Winning the Primary Care Propaganda Battle
This week’s Panorama programme focussed on the shortage of GPs and alleged actions taken by one health provider to deal with that shortage. There is no doubt that there is a GP shortage and that there is a furore over that and the reported desire for the public for face-to-face appointments. There is considerable change in primary care. This change includes the increased use of technology and increased multi-disciplinary provision of care. I feel there is a real danger that this debate is being framed in such a way that it damages the prosects for achieving positive change in Primary Care.
I, for one, am grateful for the other professionals available in primary care. My three most recent (non-vaccination) engagements have been with a practice nurse, a podiatrist and a First Contact Physio. Each was exactly what the Doctor would order – literally and metaphorically – providing useful and expert care that the GP probably could not have. I could have insisted on seeing a GP but this would not have been a good use of anybody’s time.

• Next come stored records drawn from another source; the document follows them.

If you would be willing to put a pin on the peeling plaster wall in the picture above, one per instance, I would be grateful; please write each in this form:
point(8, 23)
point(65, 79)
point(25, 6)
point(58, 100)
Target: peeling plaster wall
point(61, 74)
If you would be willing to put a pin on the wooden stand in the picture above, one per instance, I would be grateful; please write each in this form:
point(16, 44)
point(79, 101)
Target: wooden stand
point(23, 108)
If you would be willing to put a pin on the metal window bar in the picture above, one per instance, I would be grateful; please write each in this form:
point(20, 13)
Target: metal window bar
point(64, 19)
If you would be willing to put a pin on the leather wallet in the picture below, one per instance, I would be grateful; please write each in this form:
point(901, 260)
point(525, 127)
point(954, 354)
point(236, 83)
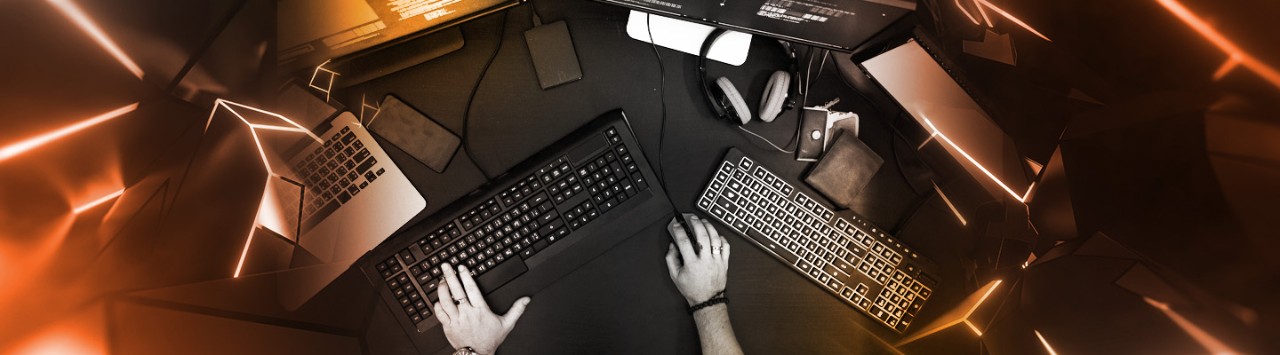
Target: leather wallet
point(415, 133)
point(845, 169)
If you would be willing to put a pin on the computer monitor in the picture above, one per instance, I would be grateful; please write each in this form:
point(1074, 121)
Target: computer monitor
point(841, 24)
point(314, 31)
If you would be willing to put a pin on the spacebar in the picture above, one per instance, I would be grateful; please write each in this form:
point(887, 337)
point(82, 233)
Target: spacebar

Directing patients to the right care at the right time is an ongoing activity in the NHS. The work has begun to persuade people that they do not always need to see the Doctor. Pharmacists, physios, nurses, opticians, podiatrists and others will often be the best options for the patient and the NHS. Our work with Primary Care Networks (PCNs) in England is centred on building teams of allied health professionals that can support GP practices and the wider health economy in alleviating strain and extending the range of services that can be provided to patients. It is no great secret that PCN success across the country in so doing has been mixed. But it seems to be the approach that will best improve Primary Care and relieve the stress on a reduced GP workforce.
Getting these additional resources into play needs a number of things to be on place. The staff have to be recruited – also depends on them actually existing to be recruited. It also needs the “propaganda” battle to be won. That battle needs to be won both inside primary care and with the public. The current public debate does not help with that, irrespective of the validity of some of the concerns expressed.
I live in Scotland and there have been adverts on local radio explaining that you may be directed to other than a GP when you phone your surgery. A small initiative but an example of the activity that is vital if we are to achieve real change that takes the patients with us. It would also be remiss to not acknowledge that not all GP practices are “on board” with the suggested changes, whether it be allied health professionals or the application of digital tools.
Horses, water, sticks and carrots are all words deployed in that sphere. PCNs are being used in England as part of addressing that issue and enabling practices to access resources that would not otherwise be as easily accessible. But the argument has to be won over that being a useful way forward.